The lakebed of China's largest freshwater lake, Poyang, is exposed due to high temperatures and drought.

Extreme drought caused water levels in China’s largest freshwater lake, Poyang Lake, to drop by almost 10 metres between June and August.Credit: Shen Junfeng/VCG via Getty

Many regions of China are just emerging from a record-breaking heatwave that lasted for two months, and which was followed by one of the worst droughts in around 60 years. Researchers are now trying to understand the conditions that fuelled such extreme events, because many projections came up short.

“We did not predict that the intensity would be so high,” says Sun Shao, a climatologist at the Chinese Academy of Meteorological Sciences in Beijing.

The severity of the heatwave and drought also highlights the importance of improving climate models and studying multiple extreme events together, to better assess their impacts. “Compounding events cause more disaster,” says Wang Aihui, an atmospheric scientist at the Institute of Atmospheric Physics, Chinese Academy of Sciences in Beijing. For instance, the drought in the Yangtze River basin worsened quickly because of the combined effects of high temperature and a lack of rain.

Heat and drought

From mid-June to late August, a heatwave spread across central, eastern and southern China — the longest-running and most intense since records began in 1961. Close to one billion people experienced temperatures exceeding 35 °C, and 360 million felt temperatures of more than 40 °C at some point during the heatwave.

And between July and August, the Yangtze River basin in southern China experienced the worst drought on record. The basin, home to nearly one-third of China’s population, received up to 80% less rain than the 30-year average for that period, and temperatures were 2–4 °C higher than the average, says Sun. The drought was so extreme that water levels in China’s largest freshwater lake, Poyang Lake, dropped from 19 metres in June to 9 metres by the end of August, says Wang Aihui.

These extreme trends were interspersed with out-of-season forest fires and regional pockets of heavy rains that caused flash flooding. “It was a very abnormal year,” says Fang Keyan, a climate scientist at Fujian Normal University in Fuzhou, China.

Pressure highs

The immediate driver of the cloudless skies and high temperatures was a high-pressure system known as the Western Pacific subtropical high, which was strong and hovered above the Yangtze River basin, instead of sitting further east as a smaller pressure system, as is typical for this region, says Wang Aihui.
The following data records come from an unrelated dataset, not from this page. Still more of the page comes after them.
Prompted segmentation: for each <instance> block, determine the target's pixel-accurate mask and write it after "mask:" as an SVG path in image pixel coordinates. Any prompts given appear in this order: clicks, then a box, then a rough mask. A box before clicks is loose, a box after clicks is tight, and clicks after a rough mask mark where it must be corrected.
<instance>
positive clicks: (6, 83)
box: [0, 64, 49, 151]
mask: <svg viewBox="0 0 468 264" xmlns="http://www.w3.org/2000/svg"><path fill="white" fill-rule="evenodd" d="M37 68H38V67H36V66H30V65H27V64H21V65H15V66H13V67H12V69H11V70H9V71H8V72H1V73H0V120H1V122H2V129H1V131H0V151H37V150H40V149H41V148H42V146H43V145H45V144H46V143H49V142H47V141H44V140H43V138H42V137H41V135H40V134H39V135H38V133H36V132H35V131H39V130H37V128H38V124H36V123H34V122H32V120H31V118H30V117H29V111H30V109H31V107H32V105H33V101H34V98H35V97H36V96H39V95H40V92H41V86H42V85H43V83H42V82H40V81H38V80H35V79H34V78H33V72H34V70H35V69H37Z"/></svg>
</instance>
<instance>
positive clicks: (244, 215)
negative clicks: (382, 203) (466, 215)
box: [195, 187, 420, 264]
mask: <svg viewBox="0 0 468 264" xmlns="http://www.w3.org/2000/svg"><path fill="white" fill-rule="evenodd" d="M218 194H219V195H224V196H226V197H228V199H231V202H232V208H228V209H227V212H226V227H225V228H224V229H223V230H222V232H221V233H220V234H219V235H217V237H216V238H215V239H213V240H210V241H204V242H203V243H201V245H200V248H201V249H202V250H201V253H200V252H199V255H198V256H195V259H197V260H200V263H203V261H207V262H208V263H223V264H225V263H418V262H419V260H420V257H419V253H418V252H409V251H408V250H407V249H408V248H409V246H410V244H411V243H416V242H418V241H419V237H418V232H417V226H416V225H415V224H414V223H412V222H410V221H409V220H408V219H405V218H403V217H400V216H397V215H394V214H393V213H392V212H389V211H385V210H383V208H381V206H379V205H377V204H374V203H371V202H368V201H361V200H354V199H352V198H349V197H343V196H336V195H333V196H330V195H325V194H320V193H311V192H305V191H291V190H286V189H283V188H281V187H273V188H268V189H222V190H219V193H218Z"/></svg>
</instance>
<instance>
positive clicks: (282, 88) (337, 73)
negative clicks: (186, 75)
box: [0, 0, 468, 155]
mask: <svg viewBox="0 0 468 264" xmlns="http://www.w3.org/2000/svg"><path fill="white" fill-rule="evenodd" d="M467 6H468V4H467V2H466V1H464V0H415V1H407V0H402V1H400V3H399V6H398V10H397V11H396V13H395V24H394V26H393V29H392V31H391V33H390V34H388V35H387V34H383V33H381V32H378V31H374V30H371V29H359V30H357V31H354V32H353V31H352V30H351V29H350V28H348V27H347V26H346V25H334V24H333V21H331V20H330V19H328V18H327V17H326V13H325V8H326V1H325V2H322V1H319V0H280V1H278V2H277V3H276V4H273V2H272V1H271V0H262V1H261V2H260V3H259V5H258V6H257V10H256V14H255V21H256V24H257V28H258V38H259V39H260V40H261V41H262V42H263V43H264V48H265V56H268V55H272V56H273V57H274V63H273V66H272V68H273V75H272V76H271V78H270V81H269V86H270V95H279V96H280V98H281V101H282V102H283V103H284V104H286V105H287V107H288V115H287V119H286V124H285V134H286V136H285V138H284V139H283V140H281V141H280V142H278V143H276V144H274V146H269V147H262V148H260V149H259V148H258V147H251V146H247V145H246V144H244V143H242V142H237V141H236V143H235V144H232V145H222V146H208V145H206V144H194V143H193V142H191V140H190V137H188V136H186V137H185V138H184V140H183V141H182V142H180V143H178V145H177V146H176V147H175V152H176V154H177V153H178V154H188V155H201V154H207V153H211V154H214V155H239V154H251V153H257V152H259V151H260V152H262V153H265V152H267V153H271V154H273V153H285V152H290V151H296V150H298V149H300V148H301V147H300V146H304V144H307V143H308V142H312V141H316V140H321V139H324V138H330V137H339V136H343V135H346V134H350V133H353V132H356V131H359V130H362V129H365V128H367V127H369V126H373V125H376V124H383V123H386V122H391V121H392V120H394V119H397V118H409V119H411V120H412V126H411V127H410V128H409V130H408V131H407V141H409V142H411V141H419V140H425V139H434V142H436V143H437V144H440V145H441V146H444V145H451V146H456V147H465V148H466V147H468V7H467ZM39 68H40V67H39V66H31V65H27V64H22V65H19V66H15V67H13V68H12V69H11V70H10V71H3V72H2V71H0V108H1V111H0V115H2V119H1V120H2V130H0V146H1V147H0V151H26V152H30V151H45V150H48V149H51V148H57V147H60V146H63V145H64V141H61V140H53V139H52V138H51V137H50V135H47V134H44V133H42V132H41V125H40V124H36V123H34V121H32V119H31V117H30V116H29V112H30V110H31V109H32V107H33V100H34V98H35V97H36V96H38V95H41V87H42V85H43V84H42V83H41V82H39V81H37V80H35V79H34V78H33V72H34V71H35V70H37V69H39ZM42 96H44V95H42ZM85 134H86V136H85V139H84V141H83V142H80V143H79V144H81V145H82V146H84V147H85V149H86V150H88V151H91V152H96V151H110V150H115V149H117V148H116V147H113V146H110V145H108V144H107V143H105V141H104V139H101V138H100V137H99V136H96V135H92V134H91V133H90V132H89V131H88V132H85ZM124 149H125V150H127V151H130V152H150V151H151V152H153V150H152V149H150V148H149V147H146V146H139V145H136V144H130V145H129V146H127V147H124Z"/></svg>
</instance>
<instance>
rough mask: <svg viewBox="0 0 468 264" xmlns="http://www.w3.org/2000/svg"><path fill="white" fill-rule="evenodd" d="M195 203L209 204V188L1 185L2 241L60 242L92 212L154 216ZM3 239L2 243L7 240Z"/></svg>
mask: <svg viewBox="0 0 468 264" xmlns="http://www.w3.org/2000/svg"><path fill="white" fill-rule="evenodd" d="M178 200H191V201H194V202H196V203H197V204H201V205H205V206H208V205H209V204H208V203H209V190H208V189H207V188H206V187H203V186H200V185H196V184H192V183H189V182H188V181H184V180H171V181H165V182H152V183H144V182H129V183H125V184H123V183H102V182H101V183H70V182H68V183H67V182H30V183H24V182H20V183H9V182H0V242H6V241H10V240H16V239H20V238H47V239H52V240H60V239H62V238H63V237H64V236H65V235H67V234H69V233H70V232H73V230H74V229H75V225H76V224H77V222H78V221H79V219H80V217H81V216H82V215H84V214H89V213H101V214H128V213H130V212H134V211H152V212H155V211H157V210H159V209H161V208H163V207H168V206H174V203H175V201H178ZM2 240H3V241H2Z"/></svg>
The system prevented cold air from the north, and moisture from the Indian Ocean, from reaching the basin, she says.

Subtropical highs are typically broken up by tall mountain ranges, such as the Himalayas, but this year, multiple systems connected to encircle the entire globe at a certain latitude, which could explain the heatwaves in Europe and the United States, too, says Wenju Cai, a climate scientist at the Commonwealth Scientific and Industrial Research Organisation in Melbourne, Australia.

The high also coincided with unusual behaviour of the westerly winds that blow around the globe in the mid-latitudes, which brought rain to northern China but mostly bypassed the south, says Wang Huijun, a climatologist at Nanjing University of Information Science and Technology in China.

Ocean surface temperatures also contributed to the extreme events, such as the cooler water in parts of the Pacific Ocean that result in the La Niña climate event. Meteorologists have proposed that a third consecutive year of La Niña is under way, which, together with cooler sea surface temperatures in the Pacific Ocean, typically brings less rain to the Yangtze River, says Wang Huijun.

Compounding events

The convergence of multiple extreme events has been an eye opener for some researchers in China. More focus should be placed on studying compounding climate events, says Wang Aihui, who plans to move away from analysing individual climate extremes. To study complex events such as droughts, she says, researchers will increasingly rely on complex models that simulate Earth systems.

Sun also plans to investigate how overlapping events can amplify disasters, from heatwaves and droughts to gales, heavy rainfall, hailstorms and cold snaps. “In the past, we focused on individual hazards, but in the future we should pay more attention to compound hazards,” he says.

Background warming

This year’s extreme events took place against a backdrop of global warming. As global temperatures rise, the northern, arid regions of China are expected to become wetter and the southern, humid regions to become drier1. Zhang Qiang, a hydrometeorologist at Beijing Normal University, says this year’s events so far agree with those projections.

Since 1951, temperatures in China have risen by 0.26 °C a decade — more than the global average. Global warming’s role in the recent events has yet to be analysed, but generally, warmer temperatures increase evaporation, which can prompt a quicker transition to drought conditions and make them more intense, says Cai. Climate models suggest that droughts will worsen across China, and become more frequent in certain regions2.